Nun musste das Mädchen alles erzählen, was ihr begegnet war. Und als die Mutter hörte, wie sie zu dem großen Reichtum gekommen war, wollte sie auch der faulen Tochter dasselbe Glück verschaffen. Diese musste sich nun auf den Brunnen setzen und spinnen. Und damit ihre Spule etwas blutig war, stach sie sich mit einem Dorn von der nahen Dornenhecke in den Finger. Dann warf sie die Spule in den Brunnen und sprang sogleich auch selber mit hinein.

So kam sie auch, wie das andere Mädchen, auf die schöne Wiese und ging auf dem beschriebenen Weg weiter. Als sie zu dem Backofen gelangte, schrie das Brot: »Ach zieh mich raus, zieh mich raus, sonst verbrenne ich noch, bin schon längst ausgebacken.« Das faule Mädchen aber antwortete: »Ich habe keine Lust, mich schmutzig zu machen«, und ging einfach fort.

Bald kam sie zu dem Apfelbaum, auch der rief wieder: »Schüttle mich, schüttle mich, mir sind alle Äpfel reif geworden.« Die Faule aber antwortete: »Du kommst mir gerade recht. Wenn ich schüttle, könnte mir einer auf den Kopf fallen«, und ging weiter. Als sie vor das Haus der Frau Holle kam, fürchtete sie sich nicht, weil sie ja von ihren großen Zähnen schon gehört hatte, und verdingte sich sogleich zu ihr.

Am ersten Tag bemühte sie sich noch, war fleißig und folgte der Frau Holle, wenn sie ihr etwas sagte, denn sie dachte immer an das viele Gold, das sie ihr schenken würde. Am zweiten Tag aber fing sie schon an zu faulenzen, und am dritten Tag noch viel mehr. Da wollte sie morgens schon gar nicht mehr aufstehen.

Die Faule machte auch der Frau Holle das Bett nicht, wie sie es hätte machen sollen. Sie schüttelte es nicht und keine Federn flogen davon. Das gefiel der Frau Holle nun gar nicht und sagte ihr den Dienst auf.

Die Faule war damit wohl zufrieden und meinte nun, jetzt würde endlich der Goldregen kommen. Die Frau Holle führte auch sie zu dem Tor, und als sie darunter stand, wurde statt des Goldes ein großer Kessel voll mit Pech über ihr ausgeschüttet. »Das ist die Belohnung für deine Dienste«, sagte die Frau Holle und schloss das Tor wieder zu.

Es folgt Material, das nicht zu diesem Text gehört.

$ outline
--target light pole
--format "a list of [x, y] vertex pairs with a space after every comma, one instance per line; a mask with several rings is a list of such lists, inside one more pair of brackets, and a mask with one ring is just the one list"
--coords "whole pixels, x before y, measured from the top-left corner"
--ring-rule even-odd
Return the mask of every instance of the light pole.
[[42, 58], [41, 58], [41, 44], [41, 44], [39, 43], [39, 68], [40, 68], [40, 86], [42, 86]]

Als die Faule schließlich heim kam, war sie über und über mit Pech bedeckt, und der Hahn, der auf dem Brunnen saß und sie sah, rief: »Kikeriki, unsere schmutzige Jungfrau ist wieder hie.«

Das Pech aber blieb fest an der Faulen hängen und wollte, solange sie lebte, nicht mehr von ihr abgehen.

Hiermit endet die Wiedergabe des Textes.